The Latin American Report # 545

The recently concluded ordinary parliamentary session left two hot-button issues. I previously addressed one in an earlier report, concerning a counterproductive and objectively unnecessary statement by the then Minister of Labor and Social Security, who brazenly and with impunity attempted to sweep under the rug, in broad daylight, serious social problems, such as growing mendicancy. While I don't rule out that she might have landed herself in that predicament alone, I am convinced she had already floated this absurd narrative that "there are no beggars in Cuba"—only people disguised as such—in other forums attended by the leader of the ruling Communist Party himself.
Indeed, I don't rule out that her battered speech conveyed an opinion generated by the country's highest political leadership. In Cuba's highly controlled political system, it's highly unlikely for a minister or any official to publicly defend a policy—with specific arguments—without the entire presentation having been previously vetted by various political and governmental power structures. In any case, the result was her dismissal within 48 hours, following widespread rejection across the entire Cuban political spectrum, with many opportunists seizing a golden chance to lambast the political establishment, albeit with little sincere concern for the critical situation faced by the most vulnerable today. Whether the now former minister ended up as a scapegoat or was rightly dismissed for expressing a non-consensual view, history will tell.
But just as the ordinary session of the officially named National Assembly of People's Power—which meets in plenary only twice a year—was concluding, the Council of State—a smaller, operational body derived from it and that represents it between plenary sessions—surprised everyone by introducing a bill to reform the very Constitution.
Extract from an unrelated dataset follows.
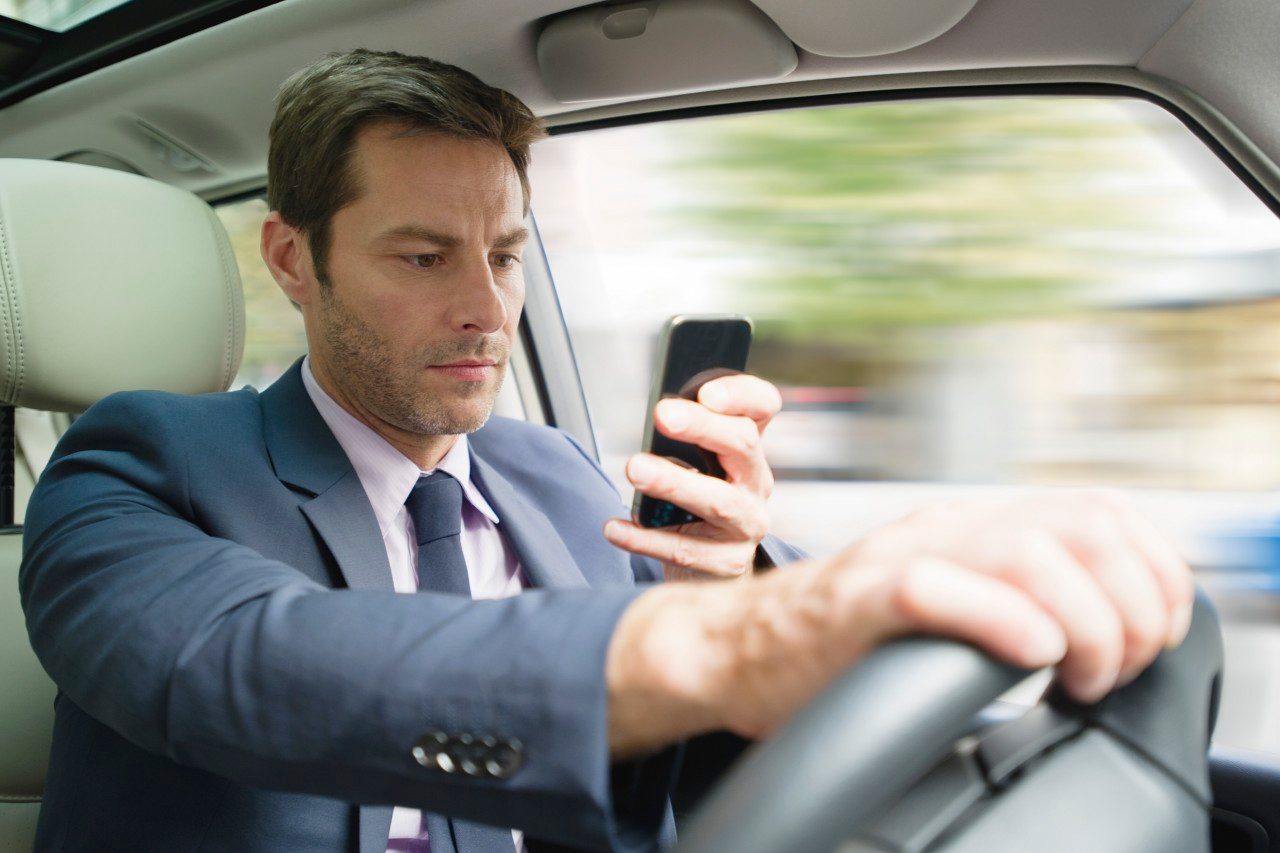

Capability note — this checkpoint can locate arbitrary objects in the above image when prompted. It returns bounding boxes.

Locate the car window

Specifically, it targeted a requirement preventing people over sixty from being considered for the position of President of the Republic.
A first problem here is that constitutions should have a certain degree of stability over time, and Cuba's current one is only six years old. Furthermore, while it's true that a sudden change in context or socio-political dynamics can sometimes force changes to legislation, even something as sensitive as the constitution, the argument invoked this time is unsustainable. Both in the initial imposition of the age restriction for assuming the office—for which only one candidate is proposed and is voted on, or rather ratified, by Parliament—and now in its removal, the decisive criterion has been that of Army General and historic leader of the Cuban Revolution, Raúl Castro.

Fidel Castro's younger brother, at various points during the past decade, urged the adoption of both the 60-year age limit for holding top political and state positions, and also the two-term limit for them, including those of First Secretary of the Central Committee of the Communist Party and President of the Republic. Although the population vigorously debated the establishment of age limits, the Cuban constituents, clearly influenced or constrained by Raúl's stance, ended up accepting it unanimously, and then, the People, ratified it in a referendum.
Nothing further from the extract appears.